The Chartered Institute of Legal Executives (CILEx) yesterday launched an enquiry into paralegals in an attempt to clarify their numbers, where they fit in the legal spectrum, and what training should be made available.
The enquiry reflects a push by CILEx to assert a leadership role in an area of the legal employment market that is widely expected to grow over the next decade.
Research will include roundtables in the autumn and a variety of other information-gathering techniques, including focus groups and social media.
Announcing the enquiry at an event in London, CILEx president Stephen Gowland said the institute had been prompted to undertake the research by the Legal Education and Training Review (LETR). A consolidation of existing research was required, he argued.
He raised concerns that paralegals would be used as “cogs in a machine” to do boring, repetitive work. CILEx wanted to provide “opportunity and career progression” to a generation of paralegals looking for “interest, making a difference, input, change, flexibility, more work/life balance than money… training… recognition and progression”.
Mr Gowland highlighted the positive commitment of Riverview Law to “train their own lawyers from the ground up” and the employers who sponsored 60% of CILEx students.
He acknowledged there were problems with the definition of what is a paralegal, but estimated that CILEx has about 12,500 paralegals in its membership, including students, affiliates, associates and graduates who were working in the legal aid field.

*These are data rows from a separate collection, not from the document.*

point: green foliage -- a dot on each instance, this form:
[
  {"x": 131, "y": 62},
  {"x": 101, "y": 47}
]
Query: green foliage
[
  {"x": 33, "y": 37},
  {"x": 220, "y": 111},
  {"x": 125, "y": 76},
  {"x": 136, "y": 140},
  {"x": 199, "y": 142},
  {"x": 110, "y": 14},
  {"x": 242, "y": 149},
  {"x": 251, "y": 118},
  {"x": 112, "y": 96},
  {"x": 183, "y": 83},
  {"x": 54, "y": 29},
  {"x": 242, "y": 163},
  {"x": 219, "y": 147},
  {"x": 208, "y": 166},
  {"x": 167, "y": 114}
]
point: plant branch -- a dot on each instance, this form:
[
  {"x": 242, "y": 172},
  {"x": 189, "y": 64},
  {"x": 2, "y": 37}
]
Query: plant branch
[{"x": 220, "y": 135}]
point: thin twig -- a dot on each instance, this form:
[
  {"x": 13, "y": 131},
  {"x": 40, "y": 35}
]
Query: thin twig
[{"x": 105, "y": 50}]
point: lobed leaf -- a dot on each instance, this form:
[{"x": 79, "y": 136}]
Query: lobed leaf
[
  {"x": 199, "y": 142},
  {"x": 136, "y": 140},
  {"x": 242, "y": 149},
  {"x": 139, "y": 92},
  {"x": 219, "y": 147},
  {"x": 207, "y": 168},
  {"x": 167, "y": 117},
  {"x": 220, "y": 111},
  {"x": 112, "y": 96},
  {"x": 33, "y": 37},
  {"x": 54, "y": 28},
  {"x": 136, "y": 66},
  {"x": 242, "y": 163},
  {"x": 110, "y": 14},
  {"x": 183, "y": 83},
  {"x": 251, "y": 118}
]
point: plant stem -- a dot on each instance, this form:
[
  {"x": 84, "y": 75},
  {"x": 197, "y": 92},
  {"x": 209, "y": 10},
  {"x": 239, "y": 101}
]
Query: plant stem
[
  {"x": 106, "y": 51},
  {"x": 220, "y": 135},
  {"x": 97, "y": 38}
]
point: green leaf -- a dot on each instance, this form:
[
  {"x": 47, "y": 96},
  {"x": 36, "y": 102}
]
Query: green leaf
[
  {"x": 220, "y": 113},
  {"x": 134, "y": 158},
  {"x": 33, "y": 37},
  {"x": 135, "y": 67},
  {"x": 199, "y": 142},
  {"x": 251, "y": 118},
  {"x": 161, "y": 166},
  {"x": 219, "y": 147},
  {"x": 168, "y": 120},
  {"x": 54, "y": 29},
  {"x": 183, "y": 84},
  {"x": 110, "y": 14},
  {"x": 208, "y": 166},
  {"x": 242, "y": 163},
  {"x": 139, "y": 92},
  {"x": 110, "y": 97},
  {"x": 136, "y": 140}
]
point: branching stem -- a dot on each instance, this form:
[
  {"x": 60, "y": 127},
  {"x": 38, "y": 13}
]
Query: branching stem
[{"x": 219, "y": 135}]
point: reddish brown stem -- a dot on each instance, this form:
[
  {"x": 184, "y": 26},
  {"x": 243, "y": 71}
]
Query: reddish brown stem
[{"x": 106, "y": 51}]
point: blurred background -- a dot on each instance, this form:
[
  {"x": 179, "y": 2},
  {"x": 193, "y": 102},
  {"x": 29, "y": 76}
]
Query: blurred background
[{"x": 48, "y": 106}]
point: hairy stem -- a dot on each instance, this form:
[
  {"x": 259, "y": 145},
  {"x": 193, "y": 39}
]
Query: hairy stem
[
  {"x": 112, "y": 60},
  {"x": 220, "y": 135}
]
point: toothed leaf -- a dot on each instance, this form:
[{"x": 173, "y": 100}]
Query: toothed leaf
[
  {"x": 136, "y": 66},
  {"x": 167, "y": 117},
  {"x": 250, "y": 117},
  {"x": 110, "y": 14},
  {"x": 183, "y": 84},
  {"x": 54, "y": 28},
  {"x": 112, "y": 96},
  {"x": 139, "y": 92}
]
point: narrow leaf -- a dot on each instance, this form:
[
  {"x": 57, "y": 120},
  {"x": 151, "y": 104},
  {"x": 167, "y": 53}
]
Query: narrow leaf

He said the enquiry aimed to consolidate different estimates on the number of paralegals, one of which – by the Office of National Statistics and the register of Standard Occupational Classification – was that there were 76,000 ‘legal associate professionals’. Meanwhile, the Institute for Public Policy Research think tank had forecast the figure would grow by 17% in the next decade.
He concluded: “You might say, and understandably so, that given CILEx is the largest membership association for paralegals, with the only independent regulatory body for them, we ought to know some, if not all of the answers…
“We want to be able to reach out more fully into the sector, to encourage the professionalisation of those working in the sector in whatever capacity or at whatever level.
“Because CILEx uniquely offers qualifications, regulation, professionalisation and progression through membership, it is imperative that CILEx really understands the future of work in this sector, and so is able to offer the right kinds of qualifications, the right kind of regulation, and the right kind of membership value in order to play its part as a chartered association acting in the public interest…
“We want to deliver knowledge and skills and professionalism in a way that doesn’t date; that can meet the fast-changing requirements of a sector increasingly technology-led, yet still knowledge and skills-led… and people focused – a way that will be appropriate for every type of legal business.”
Meanwhile, the Legal Services Board has on amending the Legal Services Act 2007 so that CILEx’s regulatory arm, ILEX Professional Standards, can set up a compensation fund and have the power to intervene in entities once it becomes an entity regulator. It follows the Lord Chancellor’s approval of their bid to handle all reserved legal activities independently and without the supervision of a solicitor.